Plans to improve surveillance of food-borne illnesses - as well as our preparedness for swine flu and other non-food-borne epidemics - would normally come as a relief. We hope our government can protect us from genuine threats to public safety. So we applaud 911 operators, traffic lights, and poison-control hotlines.

But sometimes, a public-health movement goes too far. I'm reminded of a poster on display at an obesity conference a few years ago: "Public health," it read, "is everybody's business."

It turns out pistachios aren't the only food fear inspiring sweeping government intervention.

To New York officials, who simply won't mind their own business, salt and cooking oil might as well be cyanide. New York City "health czar" Thomas Frieden has committed himself to forcibly removing almost half the salt from New Yorkers' diets. And Gov. David Paterson has announced that his new War on Obesity will begin with a statewide expansion of New York City's trans-fats ban. If Paterson succeeds, margarine and shortening will become contraband almost everywhere food is sold in the Empire State.

Anyone familiar with our country's track record on internal "wars" (think drugs and poverty) should be skeptical of anti-fat crusades. Adding a little extra salt to your french fries, or cooking them in an oil that some people find tastier, isn't worthy of government intervention.

Unless we're talking about the hazards of a salmonella-spiked nut mix, consumers know that some food choices carry more incremental health risks than others. It doesn't take a registered dietitian to point out the difference between a salad and a triple bacon cheeseburger.

And remember: There's no such thing as "secondhand fat."

What there is, science shows, is a predictable formula for basic health and longevity: dietary moderation and regular exercise. But there's no expert consensus about the effects of government measures such as soda taxes and salt bans.

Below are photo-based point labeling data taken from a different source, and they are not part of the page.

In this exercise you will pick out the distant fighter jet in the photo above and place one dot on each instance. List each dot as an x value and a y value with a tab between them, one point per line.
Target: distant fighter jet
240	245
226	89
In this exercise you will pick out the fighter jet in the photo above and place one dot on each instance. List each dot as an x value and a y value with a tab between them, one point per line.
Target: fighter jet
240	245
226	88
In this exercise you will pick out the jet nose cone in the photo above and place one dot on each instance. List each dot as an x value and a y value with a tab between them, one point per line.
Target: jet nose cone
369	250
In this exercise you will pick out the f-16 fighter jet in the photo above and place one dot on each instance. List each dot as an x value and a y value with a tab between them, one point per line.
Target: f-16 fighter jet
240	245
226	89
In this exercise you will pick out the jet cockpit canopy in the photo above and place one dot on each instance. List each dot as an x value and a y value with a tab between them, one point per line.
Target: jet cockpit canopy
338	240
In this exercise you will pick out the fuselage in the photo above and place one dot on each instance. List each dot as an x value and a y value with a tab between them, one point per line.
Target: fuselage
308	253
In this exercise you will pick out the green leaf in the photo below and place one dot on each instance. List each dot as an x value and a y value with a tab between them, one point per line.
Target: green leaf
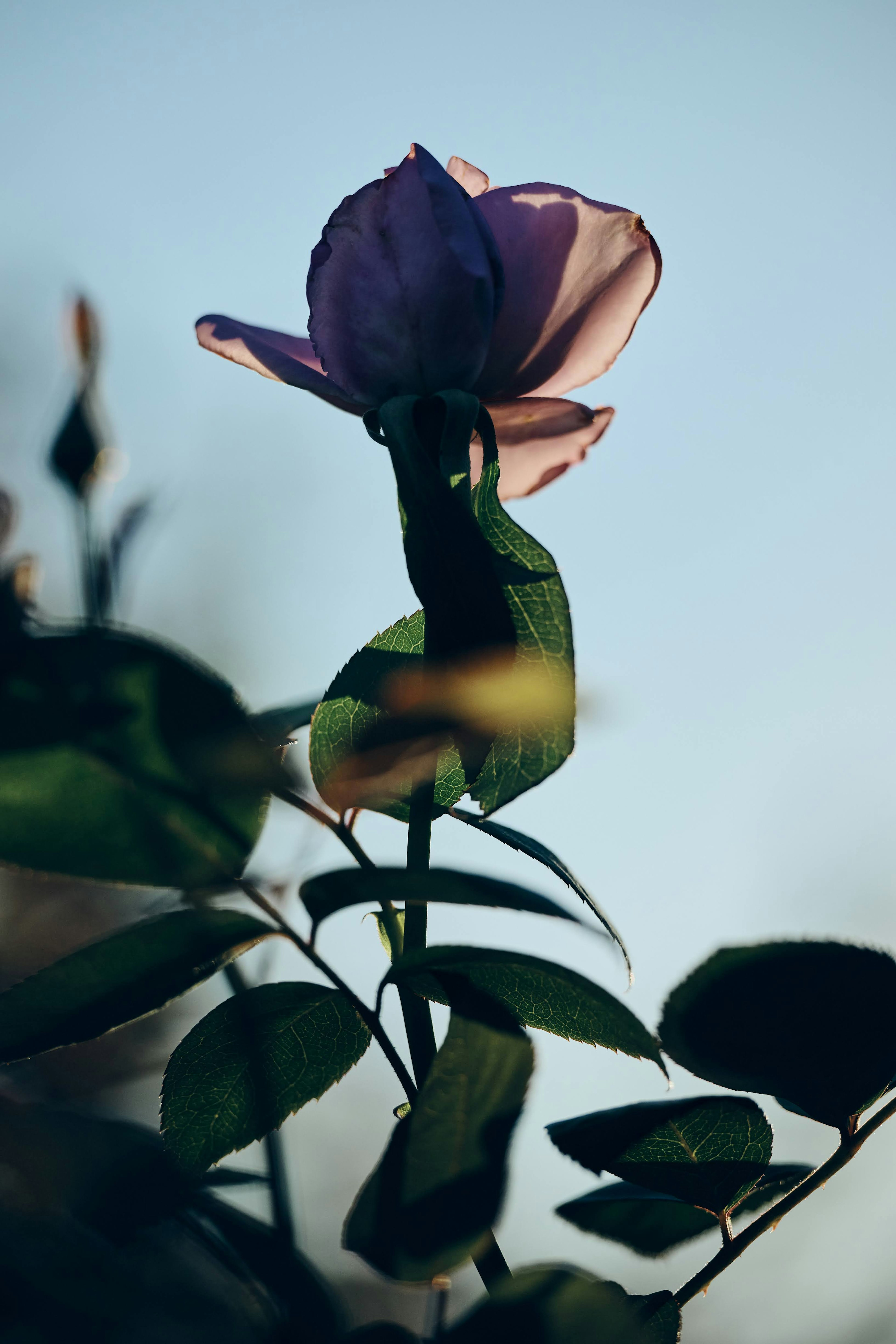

Show me a study touting the health benefits of a low-sodium diet, and I'll show you another concluding that it could actually increase the risk of cardiovascular disease and other health problems. For every Ph.D., it seems, there's an equal and opposite Ph.D.

And quick-fix recipe overhauls inevitably bring unforeseen consequences. What did the two-decade-long campaign against saturated fats produce? Responding to mounting pressure from government and food activists, restaurants switched to trans fats.

Similarly, as New York Times science columnist John Tierney has pointed out, banishing trans fats or salt will open the door to substitutes that may or may not be more healthful.

It is easy to point to pressing health problems, such as juvenile diabetes, heart disease, and food poisoning, and demand that everyone make way for government to rush to the rescue. But these complicated challenges require solutions that are more thoughtful than the hasty options currently on the table.

Rather than banning saturated fats, trans fats, salt, food dyes, corn syrup, canned tuna, or some other flavor-of-the-month food demon, health authorities should do everything they can to educate consumers about scientifically proven food-related risks to our health.

And then leave us alone.

Salt-rationing and fat-banning will ultimately cause more headaches than health benefits. As Julia Child once put it, "When you're afraid of your food, you don't digest it well."

And although nanny-state food policies are a Big Apple tradition, New Yorkers aren't the only ones who should be concerned. Salt enforcers and cooking-oil cops will find their way to your town. And then public health - and your health - actually will become everybody's business.